この瞬間俺は世界で1番自由だと思った。きっと誰も俺を縛ることは出来ない。あらゆることから逃れて生きていけるような気さえした。
ただただ愛してる。人を愛してる。
「ふふっ。ふははは……」
「臨也がとうとうおかしくなった」
呆気にとられる新羅。失礼な。
「なあサイモン。
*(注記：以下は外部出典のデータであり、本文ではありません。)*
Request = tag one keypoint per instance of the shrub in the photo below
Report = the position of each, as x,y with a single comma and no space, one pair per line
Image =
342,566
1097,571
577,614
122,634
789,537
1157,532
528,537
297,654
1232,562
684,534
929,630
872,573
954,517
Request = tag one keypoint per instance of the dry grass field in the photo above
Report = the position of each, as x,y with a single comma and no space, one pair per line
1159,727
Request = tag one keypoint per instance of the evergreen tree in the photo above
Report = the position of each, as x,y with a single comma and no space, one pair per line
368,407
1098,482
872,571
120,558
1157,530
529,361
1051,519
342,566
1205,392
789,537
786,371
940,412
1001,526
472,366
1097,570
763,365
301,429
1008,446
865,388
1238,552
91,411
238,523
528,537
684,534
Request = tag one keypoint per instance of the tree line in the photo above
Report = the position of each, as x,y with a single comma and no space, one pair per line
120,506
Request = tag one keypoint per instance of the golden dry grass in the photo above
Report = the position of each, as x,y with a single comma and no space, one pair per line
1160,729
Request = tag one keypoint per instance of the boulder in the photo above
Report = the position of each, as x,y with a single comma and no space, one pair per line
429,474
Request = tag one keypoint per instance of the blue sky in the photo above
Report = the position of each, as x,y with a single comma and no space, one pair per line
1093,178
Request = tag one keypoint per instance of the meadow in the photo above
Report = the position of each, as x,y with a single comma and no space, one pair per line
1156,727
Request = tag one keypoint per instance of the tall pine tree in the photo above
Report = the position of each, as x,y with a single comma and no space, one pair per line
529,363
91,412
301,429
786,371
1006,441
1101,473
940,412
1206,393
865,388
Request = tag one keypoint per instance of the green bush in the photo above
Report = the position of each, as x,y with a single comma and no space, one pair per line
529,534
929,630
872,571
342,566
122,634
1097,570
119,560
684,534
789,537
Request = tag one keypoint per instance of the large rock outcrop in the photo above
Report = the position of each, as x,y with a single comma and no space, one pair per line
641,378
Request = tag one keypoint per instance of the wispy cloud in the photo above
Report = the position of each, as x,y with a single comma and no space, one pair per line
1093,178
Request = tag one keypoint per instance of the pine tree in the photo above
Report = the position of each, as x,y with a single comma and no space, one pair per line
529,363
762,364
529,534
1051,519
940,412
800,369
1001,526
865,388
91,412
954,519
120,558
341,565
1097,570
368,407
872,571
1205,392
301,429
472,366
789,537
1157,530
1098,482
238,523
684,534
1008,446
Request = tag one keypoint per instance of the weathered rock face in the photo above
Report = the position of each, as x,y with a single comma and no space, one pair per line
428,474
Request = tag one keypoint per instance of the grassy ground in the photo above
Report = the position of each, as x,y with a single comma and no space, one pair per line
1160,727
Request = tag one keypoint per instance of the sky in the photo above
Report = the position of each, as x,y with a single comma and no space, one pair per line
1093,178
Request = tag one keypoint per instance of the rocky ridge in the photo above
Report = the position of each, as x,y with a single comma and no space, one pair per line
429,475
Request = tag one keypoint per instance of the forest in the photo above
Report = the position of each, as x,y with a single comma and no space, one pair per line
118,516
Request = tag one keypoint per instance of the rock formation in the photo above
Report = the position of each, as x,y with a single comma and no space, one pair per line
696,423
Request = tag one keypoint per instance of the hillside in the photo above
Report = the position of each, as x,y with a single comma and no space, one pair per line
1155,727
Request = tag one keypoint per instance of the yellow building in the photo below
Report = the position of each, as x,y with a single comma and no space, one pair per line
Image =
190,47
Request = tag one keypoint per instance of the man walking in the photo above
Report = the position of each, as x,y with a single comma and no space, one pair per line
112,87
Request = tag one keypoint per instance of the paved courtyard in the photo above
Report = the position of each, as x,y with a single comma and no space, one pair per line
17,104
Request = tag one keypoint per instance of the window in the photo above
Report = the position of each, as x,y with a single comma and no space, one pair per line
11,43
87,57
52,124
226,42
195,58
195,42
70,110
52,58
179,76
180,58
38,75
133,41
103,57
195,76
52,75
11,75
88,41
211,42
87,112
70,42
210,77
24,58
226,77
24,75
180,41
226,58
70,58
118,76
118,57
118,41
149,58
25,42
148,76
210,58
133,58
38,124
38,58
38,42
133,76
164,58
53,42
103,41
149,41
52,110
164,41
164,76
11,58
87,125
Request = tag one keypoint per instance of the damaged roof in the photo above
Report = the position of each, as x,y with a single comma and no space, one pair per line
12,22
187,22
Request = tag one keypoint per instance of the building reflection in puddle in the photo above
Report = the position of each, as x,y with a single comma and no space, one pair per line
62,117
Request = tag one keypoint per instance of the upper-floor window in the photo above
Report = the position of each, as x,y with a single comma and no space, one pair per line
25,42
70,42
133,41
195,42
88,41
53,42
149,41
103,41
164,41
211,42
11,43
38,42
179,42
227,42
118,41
頼み事があるんだけど……」
家に帰ると妹たちが出迎えてくれた。
よく似た2人に「ただいま」と告げてから俺は意地悪く笑ってその言葉を言う。
「ヤーリュブリューヴァス」
「解(わかったの)……?」
「ああ」
リビングに入ると紙袋を開けて中に入っていたものを出す。
「ロシア語?」
「夏休み暇だから勉強しようと思って」
毎日露西亜寿司を食べに行くかわりにサイモンに教えてもらう。そんな約束を取りつけた。
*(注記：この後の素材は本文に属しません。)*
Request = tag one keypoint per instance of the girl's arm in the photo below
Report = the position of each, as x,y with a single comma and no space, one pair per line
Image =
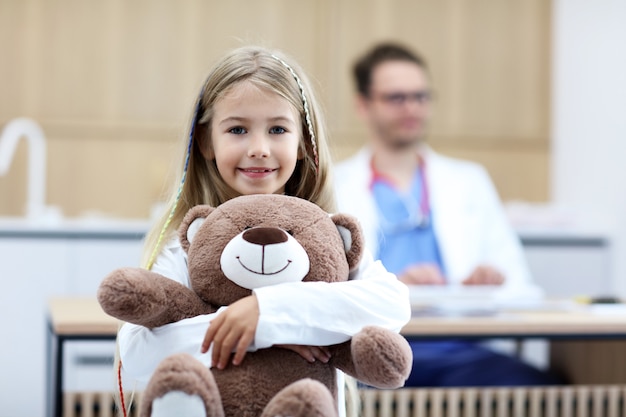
320,313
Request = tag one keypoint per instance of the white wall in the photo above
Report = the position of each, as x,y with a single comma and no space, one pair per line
589,118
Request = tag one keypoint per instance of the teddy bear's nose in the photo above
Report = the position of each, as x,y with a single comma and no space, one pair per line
265,235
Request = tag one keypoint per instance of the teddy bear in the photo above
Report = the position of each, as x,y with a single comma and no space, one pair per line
245,243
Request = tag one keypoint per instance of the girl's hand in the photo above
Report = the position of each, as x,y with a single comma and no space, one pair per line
310,353
424,274
484,275
233,329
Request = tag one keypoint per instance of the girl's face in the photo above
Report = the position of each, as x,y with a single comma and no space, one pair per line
255,136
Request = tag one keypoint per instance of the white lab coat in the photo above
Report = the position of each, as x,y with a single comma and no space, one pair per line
468,218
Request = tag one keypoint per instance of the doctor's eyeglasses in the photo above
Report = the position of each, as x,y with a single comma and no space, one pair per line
398,99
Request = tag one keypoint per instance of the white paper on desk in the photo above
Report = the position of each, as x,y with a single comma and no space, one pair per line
460,300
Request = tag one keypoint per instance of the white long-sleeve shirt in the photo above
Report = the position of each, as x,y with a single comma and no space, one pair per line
311,313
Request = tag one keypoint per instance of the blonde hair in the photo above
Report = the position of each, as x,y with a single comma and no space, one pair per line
199,181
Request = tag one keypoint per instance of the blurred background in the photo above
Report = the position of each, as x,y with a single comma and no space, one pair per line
113,84
535,90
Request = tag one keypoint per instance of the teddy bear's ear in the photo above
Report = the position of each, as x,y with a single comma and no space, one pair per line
352,236
191,224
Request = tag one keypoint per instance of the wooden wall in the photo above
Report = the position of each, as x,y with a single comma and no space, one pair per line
112,83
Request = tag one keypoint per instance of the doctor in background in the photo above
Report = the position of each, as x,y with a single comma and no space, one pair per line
431,219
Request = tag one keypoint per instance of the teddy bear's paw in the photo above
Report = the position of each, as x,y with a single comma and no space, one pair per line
381,357
127,295
181,386
303,398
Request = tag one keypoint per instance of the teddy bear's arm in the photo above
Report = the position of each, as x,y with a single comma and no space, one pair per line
375,356
143,297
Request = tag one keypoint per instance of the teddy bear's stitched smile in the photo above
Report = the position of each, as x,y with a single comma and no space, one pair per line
262,265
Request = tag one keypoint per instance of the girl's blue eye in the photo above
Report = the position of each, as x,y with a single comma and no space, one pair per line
237,130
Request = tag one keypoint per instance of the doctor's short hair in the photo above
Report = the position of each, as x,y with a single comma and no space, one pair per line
383,52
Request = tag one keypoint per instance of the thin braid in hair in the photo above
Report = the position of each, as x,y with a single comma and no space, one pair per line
306,108
180,187
163,229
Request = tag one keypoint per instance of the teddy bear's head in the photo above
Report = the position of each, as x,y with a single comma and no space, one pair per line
258,240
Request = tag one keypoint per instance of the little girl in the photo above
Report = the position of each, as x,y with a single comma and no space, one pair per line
258,129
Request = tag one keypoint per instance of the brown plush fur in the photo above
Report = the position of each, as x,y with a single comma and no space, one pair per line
273,376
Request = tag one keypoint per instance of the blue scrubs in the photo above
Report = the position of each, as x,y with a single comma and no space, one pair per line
407,238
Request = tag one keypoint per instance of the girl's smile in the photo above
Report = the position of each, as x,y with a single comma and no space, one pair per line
255,136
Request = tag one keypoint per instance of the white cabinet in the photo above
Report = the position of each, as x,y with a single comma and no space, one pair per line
570,265
36,265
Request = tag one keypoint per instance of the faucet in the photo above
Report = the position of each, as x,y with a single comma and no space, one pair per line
11,134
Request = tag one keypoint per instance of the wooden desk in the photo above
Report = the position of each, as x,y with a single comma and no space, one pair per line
599,362
570,332
578,323
71,319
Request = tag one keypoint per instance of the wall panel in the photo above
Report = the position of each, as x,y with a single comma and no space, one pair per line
113,83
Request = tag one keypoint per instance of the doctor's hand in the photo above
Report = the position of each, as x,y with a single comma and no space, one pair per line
484,275
422,274
232,329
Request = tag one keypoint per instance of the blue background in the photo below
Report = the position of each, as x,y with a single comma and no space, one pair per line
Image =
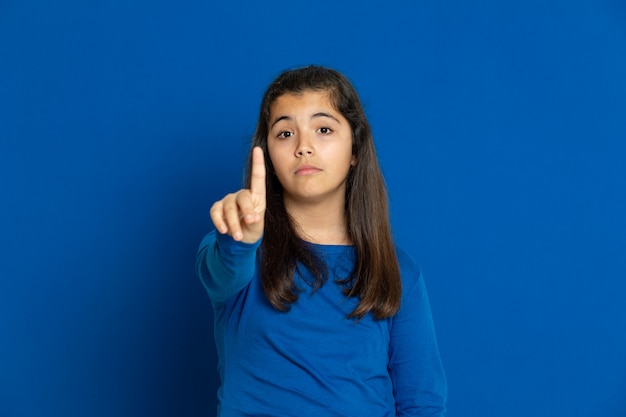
501,129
高校3年の夏休みな暇がない。けれど俺にとってはそういうことはどうでもよかった。楽しいことだけしてようじゃないか。
きっとそんな気になればどうにでもなるんだろうさ。
「ヤーリュブリューヴァス」
思わず出たその言葉は夏休み前に比べると、我ながら綺麗な発音だと思う。
「は?」
シズちゃんが相変わらず苛々とした目を俺に向けてくる。どうして俺はこんな言葉を呟いたのだろうか。
『愛してる』なんてそんなはずはない。だって俺は――。
「死んでくれ、って言ったんだよ」
俺が微笑むとシズちゃんの手が俺に向かって伸びた。